- Rapidan Township Location within the state of Minnesota
- Coordinates: 44°3′16″N 94°3′34″W﻿ / ﻿44.05444°N 94.05944°W
- Country: United States
- State: Minnesota
- County: Blue Earth

Area
- • Total: 35.7 sq mi (92.5 km^{2})
- • Land: 35.1 sq mi (90.9 km^{2})
- • Water: 0.58 sq mi (1.5 km^{2})
- Elevation: 997 ft (304 m)

Population (2020)
- • Total: 1,051
- • Estimate (2022): 988
- Time zone: UTC-6 (Central (CST))
- • Summer (DST): UTC-5 (CDT)
- FIPS code: 27-53206
- GNIS feature ID: 0665380

= Rapidan Township, Blue Earth County, Minnesota =

Township in Minnesota, United States

Rapidan Township is a township in Blue Earth County, Minnesota, United States. Its population as of the 2020 census is 1,051.

==History==
Rapidan Township was organized in 1865 and named after the Rapidan River in Virginia. The settlement had previously been known as DeSoto. A post office was established in 1867.

==Geography==
Public Land Survey System (PLSS) of the United States: Township 107 North, Range 27 West, Fifth Meridian, 22,819 Acres. According to the United States Census Bureau, the township has a total area of 92.5 sqkm, of which 90.9 sqkm is land and 1.5 sqkm, or 1.66%, is water.

===Unincorporated community===
- Rapidan at

===Adjacent townships===
- South Bend Township (north)
- Mankato Township (northeast)
- Decoria Township (east)
- Beauford Township (southeast)
- Lyra Township (south)
- Vernon Center Township (southwest)
- Garden City Township (west)
- Judson Township (northwest)

===Cemeteries===
Cemeteries in the township include the following: Calvary Lutheran, Holberg, Stratton Family Cemetery and Saint John's Lutheran.

==Demographics==
As of the census of 2000, there were 1,061 people, 393 households, and 319 families residing in the township. The population density was 29.7 PD/sqmi. There were 409 housing units at an average density of 11.5/sq mi (4.4/km^{2}). The racial makeup of the township was 98.49% White, 0.19% African American, 0.47% Asian, and 0.85% from two or more races. Hispanic or Latino of any race were 0.38% of the population.

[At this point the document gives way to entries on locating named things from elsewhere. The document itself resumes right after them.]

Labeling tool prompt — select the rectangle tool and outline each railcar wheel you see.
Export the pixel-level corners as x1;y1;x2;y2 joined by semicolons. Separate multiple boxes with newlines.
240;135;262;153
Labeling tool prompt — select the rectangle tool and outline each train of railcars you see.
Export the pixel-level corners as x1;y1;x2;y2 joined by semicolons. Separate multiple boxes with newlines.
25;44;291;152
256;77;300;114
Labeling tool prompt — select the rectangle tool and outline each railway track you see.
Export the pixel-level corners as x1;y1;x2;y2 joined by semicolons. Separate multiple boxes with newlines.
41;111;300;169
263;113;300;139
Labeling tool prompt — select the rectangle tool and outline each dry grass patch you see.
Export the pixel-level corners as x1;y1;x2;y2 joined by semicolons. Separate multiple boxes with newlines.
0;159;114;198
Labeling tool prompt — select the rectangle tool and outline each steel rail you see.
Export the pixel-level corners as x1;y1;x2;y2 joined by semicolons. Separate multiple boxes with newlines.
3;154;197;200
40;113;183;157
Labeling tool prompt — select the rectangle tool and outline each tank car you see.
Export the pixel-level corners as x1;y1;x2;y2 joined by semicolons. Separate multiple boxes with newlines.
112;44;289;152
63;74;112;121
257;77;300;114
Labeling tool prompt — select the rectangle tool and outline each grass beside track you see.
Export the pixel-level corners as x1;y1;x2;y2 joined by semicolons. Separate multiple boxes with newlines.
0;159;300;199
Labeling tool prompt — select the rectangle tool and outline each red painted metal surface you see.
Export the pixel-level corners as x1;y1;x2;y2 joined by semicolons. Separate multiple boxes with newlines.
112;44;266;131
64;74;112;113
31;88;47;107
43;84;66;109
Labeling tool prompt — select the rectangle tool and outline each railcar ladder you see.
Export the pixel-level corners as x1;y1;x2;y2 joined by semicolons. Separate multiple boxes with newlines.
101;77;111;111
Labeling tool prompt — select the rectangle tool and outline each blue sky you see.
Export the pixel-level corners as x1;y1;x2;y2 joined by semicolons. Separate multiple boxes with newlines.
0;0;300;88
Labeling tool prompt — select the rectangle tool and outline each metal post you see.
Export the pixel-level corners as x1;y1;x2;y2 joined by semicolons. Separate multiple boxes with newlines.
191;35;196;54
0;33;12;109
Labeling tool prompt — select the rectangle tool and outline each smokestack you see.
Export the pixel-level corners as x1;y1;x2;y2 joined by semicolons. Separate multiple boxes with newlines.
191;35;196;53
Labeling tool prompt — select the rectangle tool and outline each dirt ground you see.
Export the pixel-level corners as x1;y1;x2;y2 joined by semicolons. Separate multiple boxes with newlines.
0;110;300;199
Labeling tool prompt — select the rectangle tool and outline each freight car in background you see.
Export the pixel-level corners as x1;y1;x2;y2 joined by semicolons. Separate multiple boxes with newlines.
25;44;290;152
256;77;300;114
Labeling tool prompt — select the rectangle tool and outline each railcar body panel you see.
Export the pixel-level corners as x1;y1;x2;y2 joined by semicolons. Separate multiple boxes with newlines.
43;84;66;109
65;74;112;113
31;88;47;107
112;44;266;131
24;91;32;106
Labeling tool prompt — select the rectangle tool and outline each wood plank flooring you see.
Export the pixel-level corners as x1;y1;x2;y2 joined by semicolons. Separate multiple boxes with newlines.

There were 393 households, out of which 36.4% had children under the age of 18 living with them, 73.8% were married couples living together, 4.6% had a female householder with no husband present, and 18.8% were non-families. 17.3% of all households were made up of individuals, and 7.1% had someone living alone who was 65 years of age or older. The average household size was 2.70 and the average family size was 3.04.

In the township the population was spread out, with 25.9% under the age of 18, 7.4% from 18 to 24, 25.7% from 25 to 44, 31.3% from 45 to 64, and 9.6% who were 65 years of age or older. The median age was 39 years. For every 100 females, there were 106.4 males. For every 100 females age 18 and over, there were 104.7 males.

The median income for a household in the township was $85,839, and the median income for a family was $60,938. Males had a median income of $39,063 versus $23,971 for females. The per capita income for the township was $24,856. About 2.2% of families and 3.2% of the population were below the poverty line, including 3.7% of those under age 18 and 5.8% of those age 65 or over.